Just want to clear the air on this comment (apparently this led to some unintended backlash) -
I participated as a consultant dev helping out a company there, I own no stake in the company and my view on the experience does not reflect the viewpoint of the company I was there for. I left on my own accord which had nothing to do with participation in the accelerator itself, the rest of the company remained thru the duration.
With that out of the way, the "Yikes" was to the effect of "wow, that ended up in the worst way possible". The "too familiar" was noting some of particulars of the story, some of which 1) female led MP 2) extra month+ before demo day 3) some other particulars I won't care to name, but nothing to the degree as told in the story. Let's just say to point 3 I was expecting it to be more hands on, and from what I've learned since writing this comment it was.
I have no issues/beef with the people involved, other teams, etc. I found everyone pleasant to deal with, and the nature of my involvement was as such that many issues going on behind the scenes weren't in my periphery anyway.
Too bad. The website seems very "High school project" caliber but I like the mission very much. It would be a shame if it's a scam.
1. an edtech accelerator embracing lean startup practices.
2. a collaborative coworking community in NYC dedicated to education entrepreneurship.
3. a campus focused on learning technology.
4. the birthplace of the future of learning.
One thing I do notice is there's a fine line between "We have 60% of the stuff figured out, and will make up the rest of the 40% as we go" and going 40/60 instead. One is an ambitious startup, the other is a scam.

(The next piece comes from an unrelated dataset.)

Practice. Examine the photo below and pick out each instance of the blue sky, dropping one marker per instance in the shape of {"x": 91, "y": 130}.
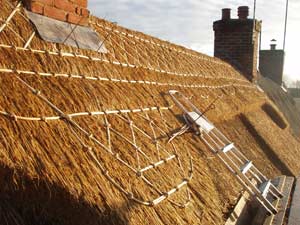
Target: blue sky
{"x": 189, "y": 22}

Once upon a time, I had sent an email to an org with criticism of their web site and how it's hurting their image, only to find out that they gave the web dev opportunity to a high school kid in the area who really wanted the experience. The org was completely legit, and IMO they did a good thing by giving some kid a chance. If the org's product is not the web site, then I don't see why they should waste money/time on an amazing designer/developer when that money could ease operational needs elsewhere.
I think the bit from the letter about "billed as campus, community, accelerator, and more" will probably narrow it down. That seems like a pretty distinctive way to brand your accelerator.
Presumably what you're talking about is the fact that the summed "exits" are less than the input investments. But it's not a steady state environment. Obviously exits are going to lag the investments by several years, and the rate of investment hasn't been constant -- it's been increasing steadily for several years itself. So you wouldn't expect to see a net profit.
The real question, of course, is whether we should expect to see a net profit across the incubator/accelerator world at some point in the future, or if we're indeed in the bubble some of us think we are...
Hi, creator of Seed-DB here. I'd stress that "exit" values are just that... for known exits only. Even if companies have raised money at billion+ valuations, that number is going to be zero for them. Assuming a 2-10 year horizon for most companies between accelerator and exit, most companies still have a long way to go before they'll have a meaningful number hit the 'exit' column.
This is mainly because a) most accelerators are new so the companies haven't developed enough to exit and b) it takes time to build a program that reliably finds/develops companies that can exit.